# Multicollinearity Assessment & Removal Tool

Allows you to observe and assess the correlations between the variables and to remove high correlates when deemed appropriate.

In certain datasets, some features may be heavily correlated with one another. Sometimes it may be the same feature listed more than once under different names. As you can imagine, especially in datasets with a limited number of features, if certain features are overrepresented, then the value / contribution of other features within that dataset may become diluted which ultimately can deteriorate the ML model’s performance measures. In some cases, to include all of the features within a dataset regardless of their correlations may be desirable. However, evaluating for and removing heavily correlated variables can be another step in the optimization step of your data which could ensure the appropriate contribution of the unique dimensions that are represented within the dataset. This can be assessed with the Multicollinearity Assessment and Removal Tool.

WARNING

The maximum number of features / columns allowed within this tool is 50 since the visualization tool (i.e. the correlation heat map) is best visualized when the number of features are below 50.

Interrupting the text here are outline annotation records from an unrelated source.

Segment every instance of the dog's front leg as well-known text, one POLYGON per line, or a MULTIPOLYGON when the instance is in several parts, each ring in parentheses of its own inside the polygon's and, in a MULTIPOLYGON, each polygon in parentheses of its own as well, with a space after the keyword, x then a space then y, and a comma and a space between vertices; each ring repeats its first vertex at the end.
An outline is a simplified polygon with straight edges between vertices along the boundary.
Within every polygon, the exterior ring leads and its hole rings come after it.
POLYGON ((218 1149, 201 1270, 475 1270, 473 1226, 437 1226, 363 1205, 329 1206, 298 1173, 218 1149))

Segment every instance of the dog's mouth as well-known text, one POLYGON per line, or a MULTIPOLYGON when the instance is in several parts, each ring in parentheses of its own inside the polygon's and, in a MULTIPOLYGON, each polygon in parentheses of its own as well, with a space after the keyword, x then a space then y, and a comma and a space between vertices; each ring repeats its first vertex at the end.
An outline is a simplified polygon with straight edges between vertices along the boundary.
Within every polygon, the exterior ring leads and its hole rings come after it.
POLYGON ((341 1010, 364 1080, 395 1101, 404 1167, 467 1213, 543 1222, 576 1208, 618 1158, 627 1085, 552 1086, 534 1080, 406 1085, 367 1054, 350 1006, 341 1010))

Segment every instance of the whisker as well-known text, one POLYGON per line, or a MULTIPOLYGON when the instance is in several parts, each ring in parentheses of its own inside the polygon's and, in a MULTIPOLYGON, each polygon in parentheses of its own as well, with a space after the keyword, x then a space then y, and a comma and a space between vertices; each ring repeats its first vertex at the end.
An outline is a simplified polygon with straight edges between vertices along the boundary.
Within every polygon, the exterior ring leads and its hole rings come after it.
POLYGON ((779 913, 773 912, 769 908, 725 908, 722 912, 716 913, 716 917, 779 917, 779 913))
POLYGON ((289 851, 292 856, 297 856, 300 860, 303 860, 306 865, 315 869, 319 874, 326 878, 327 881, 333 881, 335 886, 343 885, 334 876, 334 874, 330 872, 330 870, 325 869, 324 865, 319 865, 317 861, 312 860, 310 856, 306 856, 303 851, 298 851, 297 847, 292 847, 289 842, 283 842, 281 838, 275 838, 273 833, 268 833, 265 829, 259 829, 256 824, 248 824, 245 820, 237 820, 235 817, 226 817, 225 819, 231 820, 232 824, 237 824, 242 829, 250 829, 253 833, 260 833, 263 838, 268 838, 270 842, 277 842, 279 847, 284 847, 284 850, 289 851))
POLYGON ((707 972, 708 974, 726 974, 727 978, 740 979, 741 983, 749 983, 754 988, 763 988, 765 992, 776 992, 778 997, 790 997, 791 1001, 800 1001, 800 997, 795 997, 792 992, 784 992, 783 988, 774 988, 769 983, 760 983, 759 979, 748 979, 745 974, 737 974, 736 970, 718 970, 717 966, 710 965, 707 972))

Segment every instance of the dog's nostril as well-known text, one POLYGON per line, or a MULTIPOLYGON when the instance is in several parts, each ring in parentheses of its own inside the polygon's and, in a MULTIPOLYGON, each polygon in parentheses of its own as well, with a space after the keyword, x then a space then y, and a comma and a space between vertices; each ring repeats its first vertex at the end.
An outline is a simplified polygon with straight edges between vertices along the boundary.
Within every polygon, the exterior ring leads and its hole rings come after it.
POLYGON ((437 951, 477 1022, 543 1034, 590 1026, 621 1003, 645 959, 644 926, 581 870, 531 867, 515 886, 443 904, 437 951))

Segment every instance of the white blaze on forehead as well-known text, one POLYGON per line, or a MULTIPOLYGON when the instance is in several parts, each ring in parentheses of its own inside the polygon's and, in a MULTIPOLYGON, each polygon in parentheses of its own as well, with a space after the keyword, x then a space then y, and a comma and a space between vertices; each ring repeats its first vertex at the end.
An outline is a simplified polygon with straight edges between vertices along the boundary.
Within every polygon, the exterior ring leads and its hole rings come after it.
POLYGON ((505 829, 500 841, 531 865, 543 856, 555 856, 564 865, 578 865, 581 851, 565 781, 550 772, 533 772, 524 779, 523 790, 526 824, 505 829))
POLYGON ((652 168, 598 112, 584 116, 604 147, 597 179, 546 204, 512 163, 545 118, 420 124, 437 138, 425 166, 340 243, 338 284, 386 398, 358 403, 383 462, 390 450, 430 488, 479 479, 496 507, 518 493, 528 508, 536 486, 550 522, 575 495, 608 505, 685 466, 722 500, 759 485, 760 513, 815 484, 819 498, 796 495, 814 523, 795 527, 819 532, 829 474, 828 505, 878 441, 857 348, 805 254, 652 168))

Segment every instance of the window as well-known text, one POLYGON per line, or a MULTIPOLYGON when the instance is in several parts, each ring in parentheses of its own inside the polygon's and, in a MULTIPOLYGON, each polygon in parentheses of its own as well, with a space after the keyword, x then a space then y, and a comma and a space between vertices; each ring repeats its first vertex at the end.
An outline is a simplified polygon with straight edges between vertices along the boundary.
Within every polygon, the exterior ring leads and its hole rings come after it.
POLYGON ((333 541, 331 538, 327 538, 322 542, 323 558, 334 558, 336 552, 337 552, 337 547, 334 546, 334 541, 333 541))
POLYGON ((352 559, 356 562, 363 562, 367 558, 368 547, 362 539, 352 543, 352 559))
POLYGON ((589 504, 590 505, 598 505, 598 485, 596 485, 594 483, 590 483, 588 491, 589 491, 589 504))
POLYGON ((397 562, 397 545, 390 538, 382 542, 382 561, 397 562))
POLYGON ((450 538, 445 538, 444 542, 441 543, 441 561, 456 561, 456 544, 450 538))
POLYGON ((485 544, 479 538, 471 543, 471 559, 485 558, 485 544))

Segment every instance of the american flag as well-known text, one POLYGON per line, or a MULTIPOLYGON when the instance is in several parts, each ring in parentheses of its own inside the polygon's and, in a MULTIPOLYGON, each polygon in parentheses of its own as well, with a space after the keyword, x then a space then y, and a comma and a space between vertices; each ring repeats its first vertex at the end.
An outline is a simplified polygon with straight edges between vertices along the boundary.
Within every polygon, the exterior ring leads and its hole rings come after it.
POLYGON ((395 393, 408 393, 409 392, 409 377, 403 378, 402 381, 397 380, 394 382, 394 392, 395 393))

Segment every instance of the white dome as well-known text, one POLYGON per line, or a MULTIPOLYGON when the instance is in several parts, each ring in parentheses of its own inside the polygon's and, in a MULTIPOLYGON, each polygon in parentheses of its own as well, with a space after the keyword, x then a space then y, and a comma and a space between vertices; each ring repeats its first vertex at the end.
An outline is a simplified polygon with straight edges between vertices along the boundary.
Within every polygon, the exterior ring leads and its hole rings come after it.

Navigate to the Preprocessing Tools from the MILO home page and then select Multicollinearity Assessment and Removal Tool.

Multicollinearity Tool

Please refer to the General File Selection Procedure for file selection.

With the target column selected, the correlation can be calculated between all variables by clicking the Generate Correlation button.

Target Column

Within this tool, the correlation threshold by default is set to 85% (0.85). This minimum correlation threshold can be adjusted and the output is a list of correlated columns meeting that assigned threshold. Clicking on a specific column will select it for removal and it will be color coded to identify all associated pairings within the list. The columns selected for removal will be down in the dialogue box labeled as "Correlated selected for removal".

Find Correlations

Note: If less than 50 columns are present in the dataset, a visual representation of the correlation limit (yellow) and those pairs which are within 10% of the threshold (blue) will be displayed to help better explore the correlations in the data at or near the current threshold. Once done exploring with the columns for removal selected, the Confirm Features for Removal button can be clicked to advance to the final step.

Heatmap

In the final step, a summary of the files will be displayed including the number of output columns, rows, and excluded missing rows. The rows with missing data can be explored as a separate file under "Additional File Outputs".

Output Files

Upon clicking Save Files, the file(s) will be exported as a ZIP file and are now ready to be used in MILO.

Download Files